ARABIA SAUDITA: CONFERMATA CONDANNA A MORTE PER ‘MINORENNE’


Una corte saudita il 13 giugno 2022 ha confermato la condanna a morte di un giovane, Abdullah al-Huwaiti, in relazione a crimini che avrebbe commesso quando era minorenne.
La Corte d’Appello dell’Arabia Saudita ha deciso di confermare la condanna a morte contro Huwaiti, che è stato arrestato nel 2017 quando aveva solo 14 anni ed è stato condannato a morte a 17 anni per omicidio e rapina a mano armata.
Reprieve, una ONG con sede nel Regno Unito, ha dichiarato che la condanna a morte nei confronti del giovane, che ora ha 19 anni, “va contro la richiesta degli esperti delle Nazioni Unite di revocare la sua condanna capitale”.
“Condannare a morte un minore è un atto di insopportabile crudeltà. Abdullah ha passato la sua adolescenza temendo di essere giustiziato e ogni sentenza del tribunale lo sottopone a un trauma emotivo più grave. Deve essere rilasciato immediatamente”, ha aggiunto Reprieve.
La madre di Huwaiti ha scritto su Twitter che suo figlio è innocente rispetto all’accusa di aver ucciso un militare e che non aveva precedenti penali. Ha risposto alle persone su Twitter difendendo suo figlio da un’”ingiustizia” e ha chiesto alle autorità saudite di arrestare il vero autore del crimine.
Ha anche invitato il Re Salman e il principe ereditario Mohammed bin Salman a intervenire per salvare Huwaiti.
A maggio, esperti legali delle Nazioni Unite hanno esortato l’Arabia Saudita a revocare la condanna a morte inflitta al giovane, residente nella regione occidentale di Tabuk.
Gli esperti hanno chiesto al regno di “abolire l’imposizione della pena di morte ai minorenni per tutti i reati, senza eccezioni” perché è “intrinsecamente crudele giustiziare i minori”.
Il processo iniziale di Huwaiti è stato segnato da polemiche, poiché le prove utilizzate contro di lui e il modo in cui sono state ottenute sono state contestate dalle organizzazioni per i diritti umani. Aveva un alibi che lo collocava a 200 km dalla scena del crimine, secondo Human Rights Watch.

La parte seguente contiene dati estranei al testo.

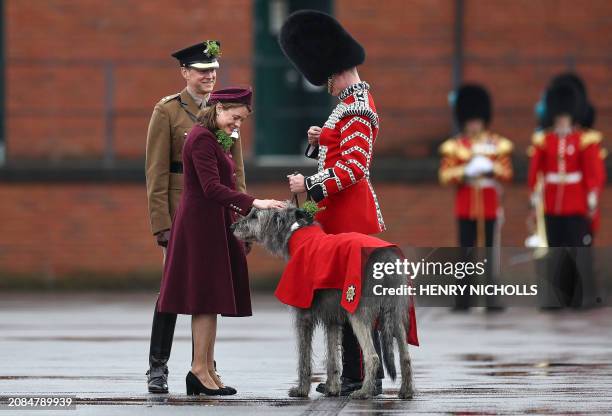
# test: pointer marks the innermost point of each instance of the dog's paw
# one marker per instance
(332, 390)
(298, 392)
(360, 394)
(406, 394)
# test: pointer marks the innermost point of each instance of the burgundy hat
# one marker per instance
(231, 95)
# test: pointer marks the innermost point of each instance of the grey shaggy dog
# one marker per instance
(272, 229)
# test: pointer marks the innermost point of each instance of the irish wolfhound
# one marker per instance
(273, 229)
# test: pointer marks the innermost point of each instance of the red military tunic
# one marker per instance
(571, 168)
(342, 185)
(329, 261)
(476, 198)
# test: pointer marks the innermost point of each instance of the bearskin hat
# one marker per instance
(586, 115)
(472, 101)
(565, 99)
(318, 46)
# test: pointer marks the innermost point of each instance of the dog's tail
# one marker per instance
(386, 334)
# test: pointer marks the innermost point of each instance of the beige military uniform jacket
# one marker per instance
(173, 117)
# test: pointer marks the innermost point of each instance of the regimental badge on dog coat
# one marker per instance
(328, 261)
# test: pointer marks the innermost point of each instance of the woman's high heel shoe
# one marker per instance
(228, 391)
(195, 387)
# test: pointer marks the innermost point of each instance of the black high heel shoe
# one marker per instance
(195, 387)
(227, 390)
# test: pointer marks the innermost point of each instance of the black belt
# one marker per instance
(176, 167)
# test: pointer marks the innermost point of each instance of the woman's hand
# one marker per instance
(268, 204)
(314, 132)
(296, 183)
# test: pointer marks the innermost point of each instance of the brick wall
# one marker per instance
(61, 52)
(55, 231)
(512, 46)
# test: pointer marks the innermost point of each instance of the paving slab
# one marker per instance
(94, 347)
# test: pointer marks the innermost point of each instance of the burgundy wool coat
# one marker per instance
(205, 269)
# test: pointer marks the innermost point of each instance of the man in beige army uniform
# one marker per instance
(172, 119)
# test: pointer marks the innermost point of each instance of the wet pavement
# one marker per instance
(94, 347)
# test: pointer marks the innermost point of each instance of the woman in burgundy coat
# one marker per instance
(205, 272)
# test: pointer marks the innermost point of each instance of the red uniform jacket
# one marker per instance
(342, 185)
(571, 168)
(328, 261)
(479, 197)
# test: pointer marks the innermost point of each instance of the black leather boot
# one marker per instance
(162, 334)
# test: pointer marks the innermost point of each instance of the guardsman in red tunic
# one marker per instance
(476, 161)
(325, 53)
(568, 160)
(586, 122)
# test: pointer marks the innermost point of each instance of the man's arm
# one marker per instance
(157, 170)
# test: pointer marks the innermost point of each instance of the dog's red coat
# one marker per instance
(329, 261)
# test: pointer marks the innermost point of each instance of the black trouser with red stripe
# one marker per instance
(468, 237)
(352, 357)
(569, 274)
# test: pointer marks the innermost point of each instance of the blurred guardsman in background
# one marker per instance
(325, 53)
(173, 117)
(587, 123)
(567, 159)
(476, 161)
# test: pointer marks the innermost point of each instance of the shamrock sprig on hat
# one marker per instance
(212, 48)
(224, 139)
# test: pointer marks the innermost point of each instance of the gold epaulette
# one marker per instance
(504, 146)
(590, 137)
(448, 147)
(168, 98)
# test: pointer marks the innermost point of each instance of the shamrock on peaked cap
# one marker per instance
(472, 102)
(231, 95)
(318, 45)
(202, 55)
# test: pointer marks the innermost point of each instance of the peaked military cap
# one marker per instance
(202, 55)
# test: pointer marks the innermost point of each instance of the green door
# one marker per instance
(285, 103)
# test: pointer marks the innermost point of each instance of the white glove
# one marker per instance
(534, 199)
(592, 200)
(479, 165)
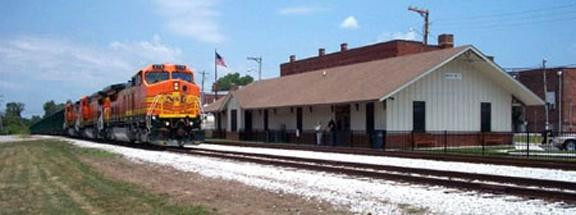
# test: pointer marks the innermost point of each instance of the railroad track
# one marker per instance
(525, 187)
(529, 188)
(509, 161)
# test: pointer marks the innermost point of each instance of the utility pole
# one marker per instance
(424, 14)
(259, 61)
(546, 126)
(202, 91)
(560, 90)
(1, 116)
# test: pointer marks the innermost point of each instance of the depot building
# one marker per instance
(396, 87)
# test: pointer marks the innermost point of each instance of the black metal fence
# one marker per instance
(545, 145)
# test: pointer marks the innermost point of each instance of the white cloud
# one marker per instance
(411, 34)
(349, 23)
(300, 10)
(192, 18)
(62, 60)
(35, 69)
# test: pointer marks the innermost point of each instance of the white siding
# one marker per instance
(452, 105)
(234, 105)
(321, 114)
(283, 116)
(358, 117)
(258, 120)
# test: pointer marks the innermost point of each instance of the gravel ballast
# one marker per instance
(359, 195)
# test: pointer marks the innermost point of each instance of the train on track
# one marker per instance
(160, 105)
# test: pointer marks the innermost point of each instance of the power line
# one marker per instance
(508, 25)
(522, 12)
(505, 20)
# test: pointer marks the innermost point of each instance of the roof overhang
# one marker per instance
(517, 89)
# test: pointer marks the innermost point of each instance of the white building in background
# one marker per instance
(445, 90)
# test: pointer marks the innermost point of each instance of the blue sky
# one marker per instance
(63, 49)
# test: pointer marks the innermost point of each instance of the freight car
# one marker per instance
(159, 105)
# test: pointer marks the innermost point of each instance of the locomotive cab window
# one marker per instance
(183, 76)
(154, 77)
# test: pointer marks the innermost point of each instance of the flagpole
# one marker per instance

Dopo il suo arresto nel maggio 2017, il giovane è stato tenuto in isolamento per quattro mesi e gli è stato negato l’accesso a un avvocato.
È stato interrogato sotto tortura, frustato con filo elettrico e picchiato al punto da non poter camminare per giorni, secondo Reprieve.
Oltre a Huwaiti, ci sono almeno altri cinque imputati a rischio di condanna a morte per crimini commessi in Arabia Saudita da minorenni, ha affermato Reprieve.
La legge sui minori dell’Arabia Saudita protegge i minori imputati dalla condanna a morte solo per una categoria di reati.
Lo scorso aprile, Re Salman ha emesso un decreto che pone fine alle condanne a morte per reati commessi da minorenni, prevedendo invece la pena massima di 10 anni in un carcere minorile.
Tuttavia, gruppi per i diritti umani hanno sollevato preoccupazioni sulla sua attuazione e da tempo hanno avvertito che diversi giovani rischiano ancora la pena di morte nel Paese.